Likley to be the last excavation at Bourewa, meet with Professor Paddy Nunn.

  • Bourewa Archaeological Excavation
  • Open Day, Saturday 31st January 2009
  • 11am – 3pm

USP Professor of Oceanic Geoscience, Paddy Nunn is inviting our club members to experience and witness what appears to be the earliest human settlement in the Fiji Islands.

Professor Nunn’s team will be excavating (possibly for the last time) in Bourewa for six weeks, and is giving us all a chance to visit the site on their Open Day:

Saturday 31st January, 2009, from 11am to 3pm.

Professor Nunn says that the Bourewa settlement dates from the Lapita period of Fiji history, as far back as 1100 BC!! Previous excavations around the Bourewa site have discovered pottery with designs that suggest migrations from the Solomon Islands and Papua New Guinea at the time of this early settlement.

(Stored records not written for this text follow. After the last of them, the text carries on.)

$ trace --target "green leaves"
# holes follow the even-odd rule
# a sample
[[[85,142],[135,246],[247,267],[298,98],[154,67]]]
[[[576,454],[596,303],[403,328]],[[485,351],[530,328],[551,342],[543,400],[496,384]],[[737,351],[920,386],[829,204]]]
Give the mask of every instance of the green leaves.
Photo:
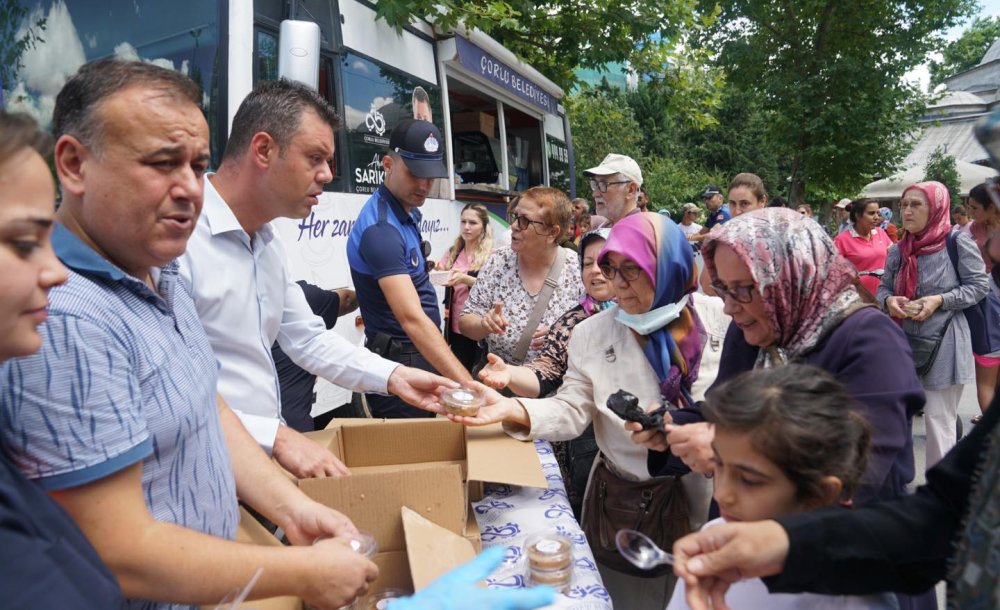
[[[799,201],[807,184],[853,193],[891,173],[925,106],[903,75],[974,9],[973,0],[725,0],[700,42],[721,47],[731,85],[760,100]]]
[[[931,84],[976,66],[1000,38],[1000,18],[976,18],[962,35],[941,51],[941,61],[930,63]]]
[[[955,157],[949,155],[946,148],[939,146],[927,157],[927,163],[924,165],[924,180],[936,180],[945,185],[948,194],[951,195],[951,205],[962,203],[960,195],[962,180],[958,175]]]
[[[488,33],[553,82],[570,89],[577,68],[629,61],[641,70],[663,66],[659,41],[679,39],[711,19],[696,0],[379,0],[376,15],[400,30],[422,19],[442,31],[461,21]],[[444,11],[439,11],[444,7]]]

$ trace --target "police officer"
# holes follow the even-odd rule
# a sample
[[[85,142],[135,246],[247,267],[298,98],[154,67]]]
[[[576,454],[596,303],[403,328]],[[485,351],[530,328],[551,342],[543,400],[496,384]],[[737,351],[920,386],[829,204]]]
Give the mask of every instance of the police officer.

The team’s research has revealed that “the settlement was a stilt-house occupation built above a sand spit that was awash at high tide”.

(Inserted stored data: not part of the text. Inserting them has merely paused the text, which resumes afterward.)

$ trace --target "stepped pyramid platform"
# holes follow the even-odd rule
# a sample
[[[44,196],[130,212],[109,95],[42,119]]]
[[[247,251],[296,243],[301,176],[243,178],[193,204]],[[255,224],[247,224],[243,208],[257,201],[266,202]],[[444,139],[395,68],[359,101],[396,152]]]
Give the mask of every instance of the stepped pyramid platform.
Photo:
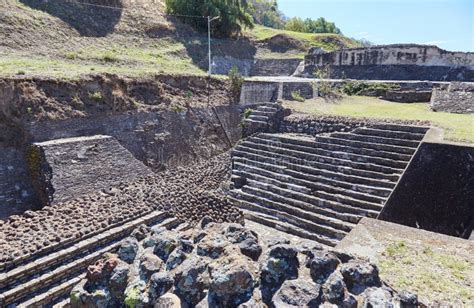
[[[378,216],[428,129],[256,134],[233,150],[230,199],[248,220],[334,247]]]
[[[76,243],[56,247],[48,255],[28,259],[16,268],[0,272],[0,307],[67,306],[72,288],[85,270],[141,226],[176,228],[176,218],[154,211]]]

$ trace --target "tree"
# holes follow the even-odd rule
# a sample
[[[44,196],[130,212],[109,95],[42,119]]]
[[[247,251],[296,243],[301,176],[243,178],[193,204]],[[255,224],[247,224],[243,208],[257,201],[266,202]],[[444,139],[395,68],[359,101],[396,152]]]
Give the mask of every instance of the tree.
[[[285,16],[278,9],[276,0],[252,0],[252,15],[256,24],[265,27],[283,29]]]
[[[285,29],[295,32],[306,32],[304,21],[299,17],[293,17],[286,22]]]
[[[219,16],[212,31],[218,36],[231,36],[243,27],[253,27],[252,5],[247,0],[166,0],[168,14]],[[207,30],[207,19],[178,17],[198,30]]]

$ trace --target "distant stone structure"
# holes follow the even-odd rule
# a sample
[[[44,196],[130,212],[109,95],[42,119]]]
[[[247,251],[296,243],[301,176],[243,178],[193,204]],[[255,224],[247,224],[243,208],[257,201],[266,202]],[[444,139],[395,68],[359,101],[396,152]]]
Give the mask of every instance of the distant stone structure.
[[[397,44],[310,52],[303,75],[329,68],[330,78],[474,81],[474,53],[436,46]]]
[[[433,89],[431,109],[451,113],[474,113],[474,83],[453,82]]]

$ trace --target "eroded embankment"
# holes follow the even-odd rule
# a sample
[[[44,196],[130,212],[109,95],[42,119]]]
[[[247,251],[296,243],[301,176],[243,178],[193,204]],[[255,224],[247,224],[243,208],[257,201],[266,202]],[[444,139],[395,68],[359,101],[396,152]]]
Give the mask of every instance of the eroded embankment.
[[[221,79],[170,75],[0,80],[0,156],[19,153],[15,164],[0,159],[0,170],[11,169],[0,172],[0,214],[9,209],[1,216],[39,207],[24,154],[34,142],[108,135],[154,171],[227,151],[240,138],[229,88]]]

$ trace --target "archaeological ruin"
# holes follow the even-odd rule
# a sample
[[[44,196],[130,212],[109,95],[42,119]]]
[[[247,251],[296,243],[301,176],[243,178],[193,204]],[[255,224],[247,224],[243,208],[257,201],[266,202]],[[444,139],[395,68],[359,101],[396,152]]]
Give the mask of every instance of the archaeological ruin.
[[[474,307],[473,52],[20,2],[0,308]]]

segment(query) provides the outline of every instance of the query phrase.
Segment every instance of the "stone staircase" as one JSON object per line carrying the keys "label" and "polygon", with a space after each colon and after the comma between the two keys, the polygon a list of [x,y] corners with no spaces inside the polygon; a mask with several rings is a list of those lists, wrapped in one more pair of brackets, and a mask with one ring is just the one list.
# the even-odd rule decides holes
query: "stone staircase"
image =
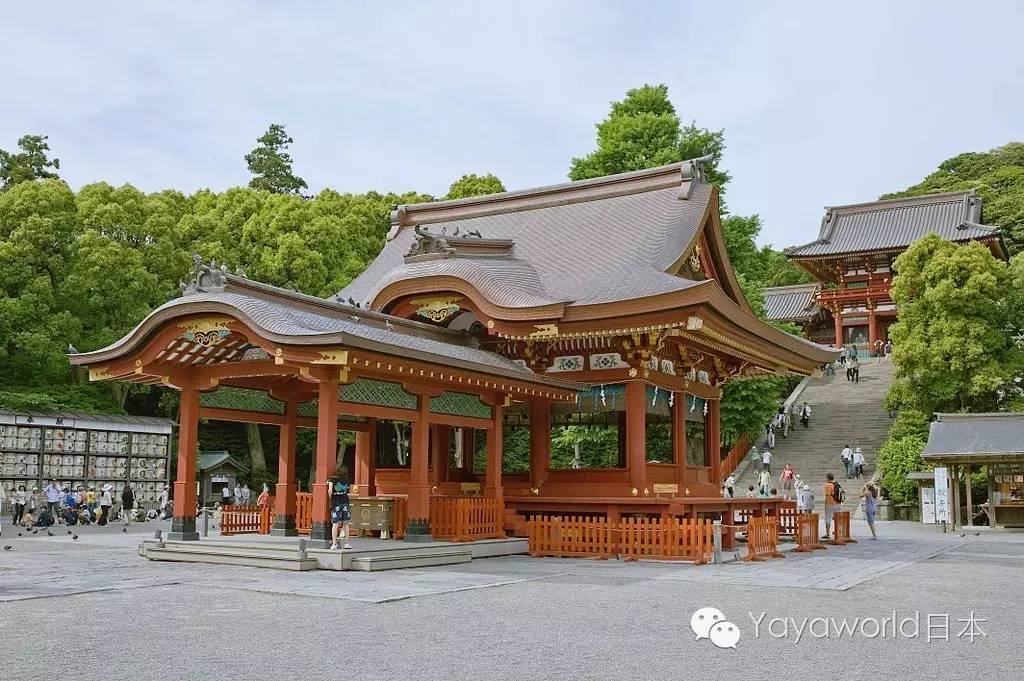
{"label": "stone staircase", "polygon": [[[856,511],[861,486],[871,479],[875,472],[878,448],[889,433],[892,420],[885,410],[885,395],[892,381],[893,365],[890,361],[879,362],[866,359],[860,365],[860,383],[846,380],[846,372],[837,368],[835,376],[811,379],[797,404],[807,402],[811,406],[811,423],[804,428],[794,419],[794,428],[789,437],[776,433],[775,448],[772,449],[772,482],[775,485],[779,474],[787,463],[800,474],[803,482],[814,492],[815,508],[820,511],[825,475],[832,473],[846,491],[844,510]],[[864,452],[864,476],[847,480],[846,471],[839,454],[843,446],[851,449],[860,447]],[[764,440],[757,445],[758,452],[764,451]],[[759,466],[741,466],[737,476],[736,496],[744,496],[748,485],[755,485]],[[776,485],[780,487],[781,486]]]}

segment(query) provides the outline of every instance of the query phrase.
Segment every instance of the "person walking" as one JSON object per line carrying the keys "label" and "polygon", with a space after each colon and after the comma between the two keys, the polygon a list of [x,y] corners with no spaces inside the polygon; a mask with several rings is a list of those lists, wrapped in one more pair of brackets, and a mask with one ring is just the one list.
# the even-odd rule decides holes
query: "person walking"
{"label": "person walking", "polygon": [[856,355],[850,358],[850,382],[860,383],[860,358]]}
{"label": "person walking", "polygon": [[124,523],[124,527],[121,528],[122,532],[128,531],[128,523],[132,521],[132,512],[135,510],[135,490],[132,489],[131,485],[125,485],[124,491],[121,492],[121,522]]}
{"label": "person walking", "polygon": [[768,471],[761,471],[757,476],[757,496],[761,497],[768,493],[768,485],[772,482],[772,476]]}
{"label": "person walking", "polygon": [[761,452],[761,472],[772,474],[772,453],[771,450],[764,450]]}
{"label": "person walking", "polygon": [[235,501],[236,505],[238,505],[238,506],[242,505],[242,486],[239,485],[237,482],[235,483],[234,501]]}
{"label": "person walking", "polygon": [[0,535],[4,533],[4,502],[7,501],[7,488],[0,482]]}
{"label": "person walking", "polygon": [[263,483],[263,491],[256,497],[256,505],[263,508],[270,503],[270,485]]}
{"label": "person walking", "polygon": [[768,426],[768,448],[775,449],[775,426]]}
{"label": "person walking", "polygon": [[825,536],[822,539],[831,539],[832,519],[843,507],[843,500],[846,498],[843,488],[836,482],[836,476],[829,473],[825,476]]}
{"label": "person walking", "polygon": [[845,344],[839,346],[839,363],[844,365],[844,366],[846,365],[846,345]]}
{"label": "person walking", "polygon": [[757,447],[750,448],[750,465],[754,467],[754,470],[761,469],[761,455],[757,451]]}
{"label": "person walking", "polygon": [[800,487],[801,491],[801,507],[804,513],[814,513],[814,493],[811,491],[811,486],[804,483]]}
{"label": "person walking", "polygon": [[843,461],[843,468],[846,470],[846,479],[849,480],[853,477],[850,474],[850,466],[853,464],[853,450],[850,449],[850,445],[847,444],[843,447],[843,451],[839,455],[839,458]]}
{"label": "person walking", "polygon": [[736,489],[736,477],[733,476],[733,475],[730,475],[729,477],[727,477],[725,479],[725,482],[722,483],[722,491],[723,491],[722,496],[724,496],[726,499],[732,499],[733,496],[735,495],[735,489]]}
{"label": "person walking", "polygon": [[889,355],[892,354],[892,341],[891,340],[885,341],[885,345],[882,347],[882,353],[886,357],[888,357]]}
{"label": "person walking", "polygon": [[853,474],[858,478],[864,476],[864,452],[860,447],[853,450]]}
{"label": "person walking", "polygon": [[110,521],[110,510],[114,508],[114,497],[110,494],[114,487],[109,482],[103,485],[102,493],[100,494],[100,519],[96,523],[100,526],[106,526]]}
{"label": "person walking", "polygon": [[793,481],[795,480],[796,474],[793,471],[791,464],[786,464],[786,467],[782,469],[782,473],[779,474],[779,482],[782,483],[782,498],[790,499],[793,496]]}
{"label": "person walking", "polygon": [[20,525],[25,517],[25,507],[28,505],[28,492],[25,485],[18,485],[18,489],[11,495],[11,503],[14,506],[14,524]]}
{"label": "person walking", "polygon": [[252,490],[249,489],[249,483],[242,485],[242,506],[248,506],[249,502],[252,501]]}
{"label": "person walking", "polygon": [[861,490],[860,498],[864,500],[864,517],[867,518],[868,529],[871,530],[871,538],[878,541],[878,533],[875,532],[875,514],[878,513],[878,490],[869,482]]}
{"label": "person walking", "polygon": [[800,408],[800,423],[803,424],[804,428],[811,425],[811,405],[804,402],[804,406]]}

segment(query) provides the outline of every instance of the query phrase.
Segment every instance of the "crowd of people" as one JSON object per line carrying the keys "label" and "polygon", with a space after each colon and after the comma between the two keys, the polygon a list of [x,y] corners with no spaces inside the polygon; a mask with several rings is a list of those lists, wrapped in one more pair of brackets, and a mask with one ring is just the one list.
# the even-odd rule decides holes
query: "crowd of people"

As this will most likely be the last time that an archaeological excavation will be carried out in Bourewa, please do take your family along to the site to witness the research team as they carry out their research.

The site is accessible by road as follows:

  1. From Suva, take the Queens Road through Sigatoka to the Maro Road junction (sign says Natadola Beach). Turn left down Maro Road for around 10 minutes until you reach a road on the right marked “Vusama Village” and Robinson Crusoe Island”;
  2. Take this road and follow it straight , crossing one wooden river bridge, until you come to a T-junction. To the left is access to Natadola (and Yatule Resort), but you turn right towards Vusama Village;
  3. At the next fork in the road, turn left (not right to Vusama) and follow the signs to the car park for “Bourewa archaeological site”. It will take only a few minutes walk to reach the excavation site from the car park.

The road is suitable for all vehicles. Please be sure to bring your sun hats and lots of drinking water.

The research team will take you on a tour of the site which will last a maximum of one hour, then you are free to stay on if you wish.

There are no formalities associated with this visit. Please do bring along a packed lunch, for you and your family as it is pleasant to sit in the shade on the beach at Bourewa.

For queries on car pooling with other members etc, please contact us at the office before Thursday 29th January.

We thank Professor Paddy Nunn for this special invitation.